Il secondo episodio, intitolato Then Lost is Truth, that Can’t be Won (Perduta è la verità che non si può vincere) è invece il più debole. Nella storia di un uomo ossessionato e del suo ritorno allo stato brado, si racconta il lato negativo dell’ossessione, quello che ci porta a perderci, a dimenticare la felicità. Sin da subito gli autori suggeriscono che la fuga non è da intendersi come scappatoia ma come soluzione: è una frattura, una presa di posizione, un accettare le cose e andare avanti.

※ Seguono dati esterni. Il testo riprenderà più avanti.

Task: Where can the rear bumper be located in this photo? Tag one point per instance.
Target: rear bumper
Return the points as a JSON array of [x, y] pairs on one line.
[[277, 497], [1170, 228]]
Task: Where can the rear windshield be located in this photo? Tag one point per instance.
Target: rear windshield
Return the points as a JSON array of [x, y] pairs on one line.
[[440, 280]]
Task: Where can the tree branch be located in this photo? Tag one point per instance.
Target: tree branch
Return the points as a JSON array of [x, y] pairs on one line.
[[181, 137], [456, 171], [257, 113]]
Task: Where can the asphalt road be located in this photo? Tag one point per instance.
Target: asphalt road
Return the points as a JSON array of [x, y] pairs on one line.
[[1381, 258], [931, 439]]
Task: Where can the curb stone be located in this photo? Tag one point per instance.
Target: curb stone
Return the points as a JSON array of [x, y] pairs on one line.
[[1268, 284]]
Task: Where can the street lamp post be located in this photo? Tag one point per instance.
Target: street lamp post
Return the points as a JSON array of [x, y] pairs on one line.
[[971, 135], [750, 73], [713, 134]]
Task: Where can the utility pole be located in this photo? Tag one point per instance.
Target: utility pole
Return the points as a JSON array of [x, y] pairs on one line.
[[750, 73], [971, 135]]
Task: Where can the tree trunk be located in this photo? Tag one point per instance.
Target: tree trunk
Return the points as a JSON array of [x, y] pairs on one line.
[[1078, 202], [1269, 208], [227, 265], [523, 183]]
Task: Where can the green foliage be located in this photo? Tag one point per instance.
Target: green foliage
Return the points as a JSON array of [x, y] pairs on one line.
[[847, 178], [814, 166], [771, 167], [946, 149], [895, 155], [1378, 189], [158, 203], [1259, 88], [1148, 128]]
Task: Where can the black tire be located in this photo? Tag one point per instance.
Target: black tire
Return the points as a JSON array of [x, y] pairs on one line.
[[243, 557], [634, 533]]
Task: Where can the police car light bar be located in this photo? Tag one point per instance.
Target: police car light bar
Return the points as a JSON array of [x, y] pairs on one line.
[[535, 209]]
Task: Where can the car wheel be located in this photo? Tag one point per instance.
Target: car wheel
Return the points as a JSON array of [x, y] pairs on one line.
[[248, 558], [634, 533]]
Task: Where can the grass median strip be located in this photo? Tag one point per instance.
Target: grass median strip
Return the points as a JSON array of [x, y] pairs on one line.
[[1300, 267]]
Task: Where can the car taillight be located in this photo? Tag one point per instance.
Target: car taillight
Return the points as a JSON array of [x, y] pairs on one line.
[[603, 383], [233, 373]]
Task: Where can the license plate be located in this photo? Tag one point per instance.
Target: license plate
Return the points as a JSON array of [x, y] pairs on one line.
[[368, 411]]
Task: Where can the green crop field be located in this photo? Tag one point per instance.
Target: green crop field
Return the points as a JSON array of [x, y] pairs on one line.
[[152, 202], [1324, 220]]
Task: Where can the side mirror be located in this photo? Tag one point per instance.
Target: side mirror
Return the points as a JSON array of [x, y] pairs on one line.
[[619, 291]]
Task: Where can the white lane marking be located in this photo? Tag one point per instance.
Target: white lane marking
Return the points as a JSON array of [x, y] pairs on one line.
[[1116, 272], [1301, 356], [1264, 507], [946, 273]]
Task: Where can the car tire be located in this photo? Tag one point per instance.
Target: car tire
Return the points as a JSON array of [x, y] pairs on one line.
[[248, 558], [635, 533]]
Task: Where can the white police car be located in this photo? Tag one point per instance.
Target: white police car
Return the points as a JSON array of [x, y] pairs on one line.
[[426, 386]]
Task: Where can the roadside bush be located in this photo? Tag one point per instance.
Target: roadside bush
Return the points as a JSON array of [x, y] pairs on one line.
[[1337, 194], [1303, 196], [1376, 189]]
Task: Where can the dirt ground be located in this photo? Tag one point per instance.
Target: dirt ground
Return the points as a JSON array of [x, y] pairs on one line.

Ed è da questo concetto – che è anche il fulcro dell’intero film – a prendere le mosse il terzo episodio, quello conclusivo, intitolato Listen Again and Seek the Sun (Ascolta di nuovo e cerca il sole). Le sfumature comico-sarcastiche si fanno più accentuate, si riducono gli elementi inquietanti e perturbanti, ma predomina un senso nostalgico di speranza verso il futuro, un desiderio poetico di apertura. Nella storia diretta da Paloma Baeza, si compie il cerchio iniziato con le due bambine in fuga in un contesto di fine, apocalittico, con l’acqua che, in seguito a un’alluvione, ha ricoperto tutto.
Partire da lì, dalla consapevolezza del dolore e del cambiamento come paradigma per la felicità: è questo che sembra suggerire The House di Netflix, opera intrigante, visivamente meravigliosa e molto più contemporanea di quanto possa sembrare.